Maryland Church Focuses on Climate Change and Creation Care

Bob Simon Around the Province

SILVER SPRING, Md. — St. Camillus Parish in Silver Spring embraced the topic of global climate change, with a twist. After reviewing material on the spiritual and social dimensions of global warming, a team developed an eight-session program titled, “Global Climate Change: Impact and Faith Response,” based on the “Just Matters: God’s Creation Cries for Justice” course developed by JustFaith Ministries.

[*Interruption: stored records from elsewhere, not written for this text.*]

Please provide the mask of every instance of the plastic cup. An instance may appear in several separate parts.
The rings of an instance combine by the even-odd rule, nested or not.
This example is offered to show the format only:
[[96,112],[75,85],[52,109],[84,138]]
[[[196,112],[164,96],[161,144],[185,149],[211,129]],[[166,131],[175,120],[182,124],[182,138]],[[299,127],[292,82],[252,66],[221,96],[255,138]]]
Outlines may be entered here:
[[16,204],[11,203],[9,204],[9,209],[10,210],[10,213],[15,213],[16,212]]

The church’s Oct. 6 to Nov. 24 program emphasized creation care, spirituality and energy policy concerns. It included sessions on:

  • Why global climate change should matter to people of faith.
  • An introduction to the science of climate change, including how our lifestyles and eating habits have an effect on global climate.
  • Listening to the voices of the vulnerable on how global climate change disproportionately affects the poor and marginalized.
  • Examining global climate change from a national and international security perspective, with an emphasis on understanding the motivations of different countries in international climate discussions.
  • Deepening our faith perspectives on global climate change, and exploring relevant teachings in the Catholic tradition.
  • Exploring sustainable alternatives to our current use of energy and our reliance on fossil fuels as a main source of energy.
  • Understanding how U.S. policies on energy and climate change are developed, and how to advocate effectively for change.
  • How the parish can respond to climate change though changed behaviors within the parish and effective action with other parishes.

When the program was first announced, it drew tremendous interest, with about twice as many people expressing interest as there were spaces in the program. This interest was across all the different groups in this multicultural parish. The group that assembled to undertake the course included participants ranging from teenagers to retirees, and from a variety of national backgrounds, including immigrants from Europe, Latin America, Haiti, and Trinidad and Tobago.

Now that the seminar is completed, participants are getting involved in a larger strategy to “green the parish,” including following up on an energy audit of the church and school, incorporating the concepts of creation care into the existing religious education and school curricula, and participating in ecumenical advocacy activities in 2009 focused on the issue of global climate change.

 Bob Simon, a parishioner at St. Camillus, and Jacek Orzechowski, OFM, facilitated the program.